Adrenaline got me back up pretty quickly and I continued on the trail until the shock wore off and then I had to sit down because I was really dizzy and out of breath. I was thankful for wearing fleece leggings under my hiking pants or my ass would have been freezing from the wet ground I fell on and I was thankful for the extra jacket I’d brought with me to give me a good place to sit down when I needed a break. 

After a few minutes of catching my breath and drinking some water, I was able to continue on and we completed the 6-mile loop, but it could have been worse. Given how clumsy I am, my husband says it’s a miracle I haven’t injured myself more in the last year of hiking. 

Here are a few tips I’ve learned along the way that I hope can help you stay safe on the trails this winter:

  1. Take a hydropack and a snack — I absolutely love my hydro backpack. I probably paid $30 for it on Amazon and it’s been a lifesafer. It’s lightweight, carries plenty of water and also has room for a sandwich or other snacks and anything else you need to bring with you. Even if you don’t feel as thirsty in the winter, it’s still important to bring plenty of water to drink plus food.
  2. Wear plenty of layers — When you start a winter hike, it may only be 35 degrees outside so I always have plenty of layers I can start shedding when it starts to warm up. Either wear two pairs of socks or pack an extra pair in case your feet get wet. Thermal underwear (or I like my fleece lined leggings) is good to wear under your regular hiking pants and a thermal or fleece shirt is a good starting place. Then layer in another shirt, hoodie and/or heavy jacket. Gloves, scarves and hats also help keep you warm. 
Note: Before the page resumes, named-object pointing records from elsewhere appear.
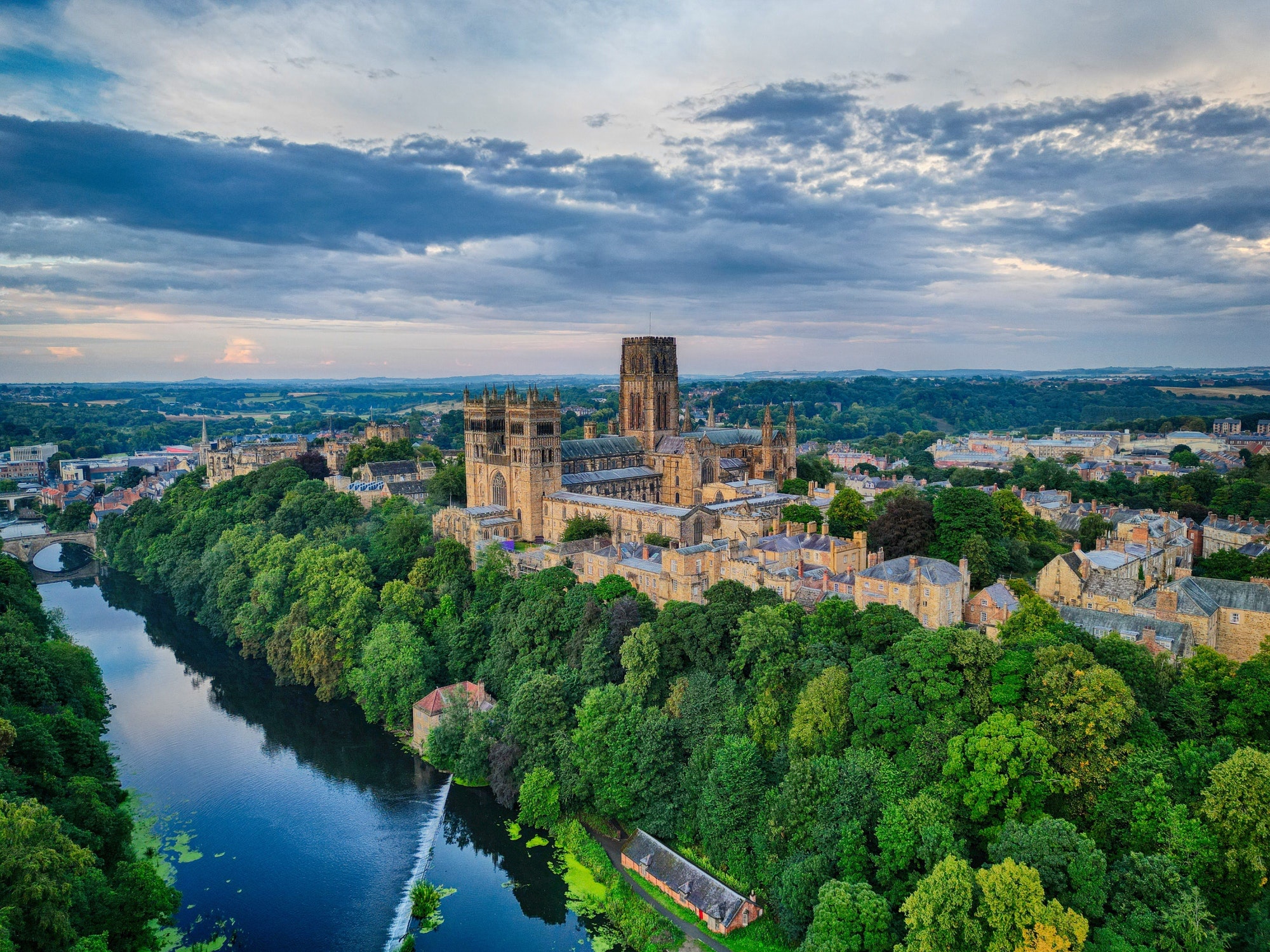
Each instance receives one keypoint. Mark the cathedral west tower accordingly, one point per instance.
(650, 394)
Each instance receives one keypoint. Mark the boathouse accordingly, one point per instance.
(721, 908)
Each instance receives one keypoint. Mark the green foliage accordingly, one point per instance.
(449, 486)
(849, 917)
(581, 527)
(1000, 771)
(803, 513)
(796, 488)
(540, 799)
(68, 870)
(848, 513)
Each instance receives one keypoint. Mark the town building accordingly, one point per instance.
(932, 590)
(1226, 427)
(518, 461)
(1156, 637)
(427, 711)
(719, 907)
(39, 454)
(987, 610)
(388, 432)
(1233, 618)
(1222, 532)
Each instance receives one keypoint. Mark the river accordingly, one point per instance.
(294, 824)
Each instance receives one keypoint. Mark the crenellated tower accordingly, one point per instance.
(650, 394)
(512, 446)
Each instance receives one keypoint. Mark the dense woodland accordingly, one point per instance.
(874, 783)
(70, 878)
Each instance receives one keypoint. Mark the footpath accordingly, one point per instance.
(694, 932)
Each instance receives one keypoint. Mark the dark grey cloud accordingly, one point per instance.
(798, 200)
  3. Good shoes — For the love of God, make sure you have the proper shoes for winter hiking. They need to have a good tread and need to be waterproof. Also, it’s important to pay closer attention to where you are stepping in the winter to look out for black ice or mushy ground. 
  4. Trekking poles — Be sure to have trekking poles for winter hiking. Even if it’s not a difficult or steep trail, poles can help so much in snow or ice. It’s also good for a full body workout instead of putting all the strain on your legs. 
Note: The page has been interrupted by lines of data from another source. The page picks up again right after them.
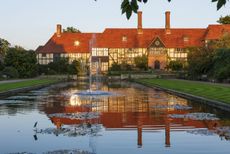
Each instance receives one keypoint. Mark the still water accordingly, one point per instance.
(134, 120)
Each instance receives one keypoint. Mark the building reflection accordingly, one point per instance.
(129, 113)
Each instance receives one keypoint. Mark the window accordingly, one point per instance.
(76, 43)
(186, 38)
(124, 38)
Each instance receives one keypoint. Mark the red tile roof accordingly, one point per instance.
(112, 38)
(214, 32)
(66, 43)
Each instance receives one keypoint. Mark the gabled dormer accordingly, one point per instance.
(156, 43)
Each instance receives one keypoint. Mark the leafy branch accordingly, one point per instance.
(131, 6)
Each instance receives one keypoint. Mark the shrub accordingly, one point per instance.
(175, 65)
(10, 72)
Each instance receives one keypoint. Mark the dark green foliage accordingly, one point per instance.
(1, 66)
(115, 67)
(175, 65)
(130, 6)
(60, 66)
(221, 69)
(224, 20)
(71, 30)
(4, 47)
(25, 62)
(220, 3)
(141, 62)
(10, 72)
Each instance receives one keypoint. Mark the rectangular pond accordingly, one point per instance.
(133, 119)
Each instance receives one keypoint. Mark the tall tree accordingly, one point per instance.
(25, 62)
(71, 30)
(224, 20)
(4, 47)
(130, 6)
(222, 43)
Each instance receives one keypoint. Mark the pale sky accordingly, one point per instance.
(30, 23)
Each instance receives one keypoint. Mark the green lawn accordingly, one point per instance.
(29, 83)
(206, 90)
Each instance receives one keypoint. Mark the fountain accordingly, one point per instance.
(90, 91)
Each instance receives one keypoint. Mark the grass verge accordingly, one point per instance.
(210, 91)
(4, 87)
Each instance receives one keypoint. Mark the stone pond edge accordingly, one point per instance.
(25, 89)
(214, 103)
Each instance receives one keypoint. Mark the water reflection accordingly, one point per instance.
(139, 118)
(136, 109)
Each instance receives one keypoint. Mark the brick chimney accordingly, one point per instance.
(139, 26)
(167, 22)
(59, 30)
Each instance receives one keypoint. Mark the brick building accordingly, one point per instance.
(117, 45)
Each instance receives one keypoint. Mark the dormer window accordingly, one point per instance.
(186, 38)
(124, 38)
(76, 43)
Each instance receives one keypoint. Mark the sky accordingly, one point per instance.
(30, 23)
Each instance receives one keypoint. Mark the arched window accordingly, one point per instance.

  5. Don’t hike alone — Don’t get me wrong, I love solo hikes, but I try to reserve them for warmer weather because it’s just too dangerous in the winter when you have less daylight and freezing temps at night. If you injure yourself, there are fewer people on the trail who may come to your aid or you could get lost and have to spend the night in the woods. If you do embark out by yourself, tell someone what trail you’ll be on and when you should be expected back. Have a battery powered charger for your phone so you can reach 911 if needed. 
  6. Plan ahead — Make sure you look at the weather forecast for the day and plan your hike accordingly. I always assume I can hike about 2 miles in one hour and go by that. Since the sun goes down so early in the winter, it’s important to give yourself plenty of time to make it out of the woods before 5 p.m. Even at 3 p.m. on Cat Gap, the snow was already beginning to refreeze and getting off the trail even on the flat part became more slippery and difficult. 
  7. Plan for the worst — You may think you’re going for a short hike and don’t need to bring much, but please bring something to start a fire with, a first aid kit, a multi-use tool or knife and a warm blanket that fits in your pack. Things can go wrong and escalate quickly and you’ll be glad you came prepared. 
  8. Aftercare — Hiking in snow or ice is strenuous on the body. I find that my entire body hurts after an icy hike because my whole body tends to tense up along the way as I try to avoid ice or pull myself through the snow. So when you get home, take a couple of pain relievers or take an epsom salt bath before putting on your warmest pajamas and warming up with a hot cup or coffee or tea.